In 1975 the total retail value of all the hardcore pornography in the U.S. was estimated at $5–10 million. The 1979 Revision of the Federal Criminal Code stated that "in Los Angeles alone, the pornography business does $100 million a year in gross retail volume" while "the average pornography magazine sells for between $6 and $10 each". According to the 1986 Attorney General's Commission on Pornography, American adult entertainment industry has grown considerably over the past thirty years by continually changing and expanding to appeal to new markets, though the production is considered to be low-profile and clandestine. The total income of modern country's adult entertainment is often rated at $10–13 billion, of which $4–6 billion are legal. The figure is often credited to a study by Forrester Research and was lowered in 1998. In 2007 The Observer newspaper also gave a figure of $13 billion. Other sources, quoted by Forbes (Adams Media Research, Veronis Suhler Communications Industry Report, and IVD), even taking into consideration all possible means (video networks and pay-per-view movies on cable and satellite, web sites, in-room hotel movies, phone sex, sex toys, and magazines) mention the $2.6–3.9 billion figure (without the cellphone component). USA Today claimed in 2003 that websites such as Danni's Hard Drive and Cybererotica.com generated $2 billion in revenue in that year, which was allegedly about 10% of the overall domestic porn market at the time. The adult movies income (from sale and rent) was once estimated by AVN Publications at $4.3 billion but how this figure was determined is unclear. According to the 2001 Forbes data the annual income distribution is like this:

Adult Video $500 million to $1.8 billion
Internet $1 billion
Magazines $1 billion
Pay-per-view $128 million
Cellphones $30 million

The Online Journalism Review, published by the Annenberg School of Communication at the University of Southern California, weighed in with an analysis that favored Forbes' number. The financial extent of adult films, distributed in hotels, is hard to estimate—hotels keep statistics to themselves or do not keep them at all.
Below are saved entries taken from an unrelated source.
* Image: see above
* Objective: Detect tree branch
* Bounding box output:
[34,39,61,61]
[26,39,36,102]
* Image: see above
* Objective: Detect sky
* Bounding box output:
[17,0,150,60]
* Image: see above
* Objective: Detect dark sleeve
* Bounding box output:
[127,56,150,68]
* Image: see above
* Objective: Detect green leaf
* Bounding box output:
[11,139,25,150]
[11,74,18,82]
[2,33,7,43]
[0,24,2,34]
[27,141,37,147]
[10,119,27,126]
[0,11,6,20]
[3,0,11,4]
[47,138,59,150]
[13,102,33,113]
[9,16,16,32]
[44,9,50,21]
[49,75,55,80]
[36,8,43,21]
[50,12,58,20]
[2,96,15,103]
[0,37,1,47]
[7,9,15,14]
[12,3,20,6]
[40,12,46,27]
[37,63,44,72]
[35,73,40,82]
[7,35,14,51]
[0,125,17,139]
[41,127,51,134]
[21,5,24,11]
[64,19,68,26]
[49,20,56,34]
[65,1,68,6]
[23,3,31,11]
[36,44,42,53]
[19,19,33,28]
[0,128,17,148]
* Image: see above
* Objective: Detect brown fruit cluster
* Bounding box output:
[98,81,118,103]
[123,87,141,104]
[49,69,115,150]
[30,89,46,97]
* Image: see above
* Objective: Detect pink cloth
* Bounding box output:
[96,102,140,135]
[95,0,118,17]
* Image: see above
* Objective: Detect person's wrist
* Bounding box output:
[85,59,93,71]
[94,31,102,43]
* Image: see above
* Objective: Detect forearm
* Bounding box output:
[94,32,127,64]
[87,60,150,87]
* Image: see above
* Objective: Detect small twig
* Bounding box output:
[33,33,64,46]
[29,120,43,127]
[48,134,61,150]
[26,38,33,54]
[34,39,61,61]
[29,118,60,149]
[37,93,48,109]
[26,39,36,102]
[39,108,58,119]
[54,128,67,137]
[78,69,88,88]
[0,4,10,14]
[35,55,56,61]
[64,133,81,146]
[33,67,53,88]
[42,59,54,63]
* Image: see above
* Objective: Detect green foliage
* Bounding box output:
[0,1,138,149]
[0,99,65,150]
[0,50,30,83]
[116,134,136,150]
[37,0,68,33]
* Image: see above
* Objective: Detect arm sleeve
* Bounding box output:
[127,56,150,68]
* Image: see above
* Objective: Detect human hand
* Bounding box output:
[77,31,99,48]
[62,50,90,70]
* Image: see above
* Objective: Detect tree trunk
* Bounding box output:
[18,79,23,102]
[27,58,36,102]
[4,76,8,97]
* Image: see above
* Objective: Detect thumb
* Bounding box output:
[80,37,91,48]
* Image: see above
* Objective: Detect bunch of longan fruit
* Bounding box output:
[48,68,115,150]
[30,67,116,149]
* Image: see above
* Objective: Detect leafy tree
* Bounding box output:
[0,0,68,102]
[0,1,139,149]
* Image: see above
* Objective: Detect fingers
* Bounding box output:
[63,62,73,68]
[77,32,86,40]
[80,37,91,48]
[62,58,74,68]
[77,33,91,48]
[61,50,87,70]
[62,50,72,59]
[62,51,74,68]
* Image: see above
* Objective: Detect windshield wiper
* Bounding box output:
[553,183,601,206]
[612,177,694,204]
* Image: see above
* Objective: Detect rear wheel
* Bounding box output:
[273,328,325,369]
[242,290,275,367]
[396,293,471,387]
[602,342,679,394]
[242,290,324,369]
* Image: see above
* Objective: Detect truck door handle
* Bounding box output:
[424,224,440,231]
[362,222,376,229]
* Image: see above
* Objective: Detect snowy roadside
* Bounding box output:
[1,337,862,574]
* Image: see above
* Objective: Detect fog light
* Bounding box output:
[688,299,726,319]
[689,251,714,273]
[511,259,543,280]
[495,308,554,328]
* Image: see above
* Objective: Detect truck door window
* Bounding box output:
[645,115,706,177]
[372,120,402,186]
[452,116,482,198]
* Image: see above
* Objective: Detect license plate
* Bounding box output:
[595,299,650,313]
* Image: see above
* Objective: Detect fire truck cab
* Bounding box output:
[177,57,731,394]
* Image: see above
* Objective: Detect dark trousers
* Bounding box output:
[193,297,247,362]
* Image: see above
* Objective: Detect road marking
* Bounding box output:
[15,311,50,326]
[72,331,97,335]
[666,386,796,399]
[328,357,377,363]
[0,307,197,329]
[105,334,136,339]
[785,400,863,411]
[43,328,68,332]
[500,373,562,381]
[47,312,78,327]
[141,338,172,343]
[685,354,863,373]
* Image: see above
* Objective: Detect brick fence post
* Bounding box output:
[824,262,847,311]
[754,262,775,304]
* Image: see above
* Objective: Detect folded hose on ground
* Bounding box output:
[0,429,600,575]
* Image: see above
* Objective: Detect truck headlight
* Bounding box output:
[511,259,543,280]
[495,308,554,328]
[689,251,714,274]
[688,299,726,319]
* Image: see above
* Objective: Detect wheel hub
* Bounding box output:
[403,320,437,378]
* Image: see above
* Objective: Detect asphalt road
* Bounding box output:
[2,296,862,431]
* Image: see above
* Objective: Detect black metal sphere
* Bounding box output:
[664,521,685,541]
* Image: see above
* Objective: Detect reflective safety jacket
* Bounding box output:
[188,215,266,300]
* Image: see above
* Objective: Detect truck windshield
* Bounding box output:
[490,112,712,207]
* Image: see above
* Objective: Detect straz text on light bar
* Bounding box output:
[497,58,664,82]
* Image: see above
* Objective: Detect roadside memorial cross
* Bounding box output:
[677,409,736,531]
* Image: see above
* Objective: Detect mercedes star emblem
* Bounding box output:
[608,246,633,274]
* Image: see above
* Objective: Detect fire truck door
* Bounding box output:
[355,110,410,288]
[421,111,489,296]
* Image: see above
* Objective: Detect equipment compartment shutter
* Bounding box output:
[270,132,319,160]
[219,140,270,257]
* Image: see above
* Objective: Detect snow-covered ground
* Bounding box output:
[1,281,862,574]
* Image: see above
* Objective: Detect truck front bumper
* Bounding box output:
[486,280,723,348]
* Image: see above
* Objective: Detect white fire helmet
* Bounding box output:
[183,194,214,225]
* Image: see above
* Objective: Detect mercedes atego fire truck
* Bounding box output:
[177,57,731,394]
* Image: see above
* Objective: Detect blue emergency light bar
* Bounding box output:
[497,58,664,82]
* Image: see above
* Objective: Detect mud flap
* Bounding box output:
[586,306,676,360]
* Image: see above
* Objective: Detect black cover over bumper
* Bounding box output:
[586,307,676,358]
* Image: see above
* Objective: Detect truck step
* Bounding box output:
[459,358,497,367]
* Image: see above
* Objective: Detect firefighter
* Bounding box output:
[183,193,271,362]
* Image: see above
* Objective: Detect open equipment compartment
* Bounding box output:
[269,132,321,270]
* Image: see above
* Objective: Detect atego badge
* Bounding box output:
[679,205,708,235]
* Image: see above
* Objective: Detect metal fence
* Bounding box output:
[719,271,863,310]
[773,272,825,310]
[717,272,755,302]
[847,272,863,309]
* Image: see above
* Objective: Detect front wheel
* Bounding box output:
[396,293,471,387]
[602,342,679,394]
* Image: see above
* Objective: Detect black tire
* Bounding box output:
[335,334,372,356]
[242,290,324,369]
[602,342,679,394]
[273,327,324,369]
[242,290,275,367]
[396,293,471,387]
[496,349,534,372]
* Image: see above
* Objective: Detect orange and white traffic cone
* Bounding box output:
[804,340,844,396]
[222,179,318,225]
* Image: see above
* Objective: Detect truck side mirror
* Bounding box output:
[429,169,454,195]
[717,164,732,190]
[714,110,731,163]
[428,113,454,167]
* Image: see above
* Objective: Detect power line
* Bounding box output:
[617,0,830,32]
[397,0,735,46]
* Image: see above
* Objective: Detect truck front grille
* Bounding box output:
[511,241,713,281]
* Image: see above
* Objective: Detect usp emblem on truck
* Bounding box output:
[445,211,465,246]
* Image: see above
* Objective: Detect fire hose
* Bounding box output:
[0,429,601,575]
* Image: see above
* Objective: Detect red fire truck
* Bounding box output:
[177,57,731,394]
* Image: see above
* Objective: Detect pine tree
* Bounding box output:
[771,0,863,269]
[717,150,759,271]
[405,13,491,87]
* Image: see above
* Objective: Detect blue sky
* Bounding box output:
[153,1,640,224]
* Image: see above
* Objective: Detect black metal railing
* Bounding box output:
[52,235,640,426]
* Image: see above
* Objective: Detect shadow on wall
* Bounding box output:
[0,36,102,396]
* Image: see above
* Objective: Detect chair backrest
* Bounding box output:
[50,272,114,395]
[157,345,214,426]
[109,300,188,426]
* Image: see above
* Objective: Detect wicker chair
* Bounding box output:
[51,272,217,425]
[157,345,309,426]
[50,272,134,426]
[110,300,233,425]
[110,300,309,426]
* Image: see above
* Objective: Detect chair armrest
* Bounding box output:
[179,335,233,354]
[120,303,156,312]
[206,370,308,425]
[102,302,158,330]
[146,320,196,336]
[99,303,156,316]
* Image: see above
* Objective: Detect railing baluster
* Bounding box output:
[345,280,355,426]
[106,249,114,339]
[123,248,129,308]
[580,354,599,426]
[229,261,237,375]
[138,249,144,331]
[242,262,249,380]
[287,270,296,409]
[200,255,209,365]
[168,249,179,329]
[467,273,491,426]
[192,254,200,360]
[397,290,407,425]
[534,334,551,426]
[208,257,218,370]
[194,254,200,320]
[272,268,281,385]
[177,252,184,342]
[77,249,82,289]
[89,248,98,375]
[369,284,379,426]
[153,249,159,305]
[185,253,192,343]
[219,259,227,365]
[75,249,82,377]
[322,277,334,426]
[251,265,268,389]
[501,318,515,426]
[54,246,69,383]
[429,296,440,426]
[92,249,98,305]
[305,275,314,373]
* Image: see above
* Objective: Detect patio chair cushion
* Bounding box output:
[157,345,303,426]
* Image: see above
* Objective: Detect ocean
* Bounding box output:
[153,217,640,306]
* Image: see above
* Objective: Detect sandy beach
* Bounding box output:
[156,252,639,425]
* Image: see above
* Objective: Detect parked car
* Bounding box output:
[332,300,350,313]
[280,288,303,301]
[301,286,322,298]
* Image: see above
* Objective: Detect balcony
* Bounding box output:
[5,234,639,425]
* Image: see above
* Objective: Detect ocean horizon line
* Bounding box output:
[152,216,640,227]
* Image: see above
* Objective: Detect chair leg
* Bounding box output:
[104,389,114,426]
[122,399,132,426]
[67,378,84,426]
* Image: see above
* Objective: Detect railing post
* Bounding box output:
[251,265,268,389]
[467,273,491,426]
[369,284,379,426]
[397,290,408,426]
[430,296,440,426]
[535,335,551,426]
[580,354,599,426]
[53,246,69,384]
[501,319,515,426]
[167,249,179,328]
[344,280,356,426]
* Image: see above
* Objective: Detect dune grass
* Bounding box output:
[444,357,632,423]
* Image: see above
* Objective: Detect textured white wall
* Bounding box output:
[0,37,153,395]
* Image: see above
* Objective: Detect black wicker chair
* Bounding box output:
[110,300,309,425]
A CBS News investigation in November 2003 claimed that 50% of guests at the Hilton, Marriott, Hyatt, Sheraton, and Holiday Inn hotel chains purchased adult movies, contributing to 70% of in-room profits. The income of cellphone porn is low, when compared with other countries. The absence of V-chip-style parental controls largely has kept American consumers from using cellphones to access explicit content. Porn star Ron Jeremy licensed his name to "RJ Mobile", which offers adult content in Britain and the Netherlands.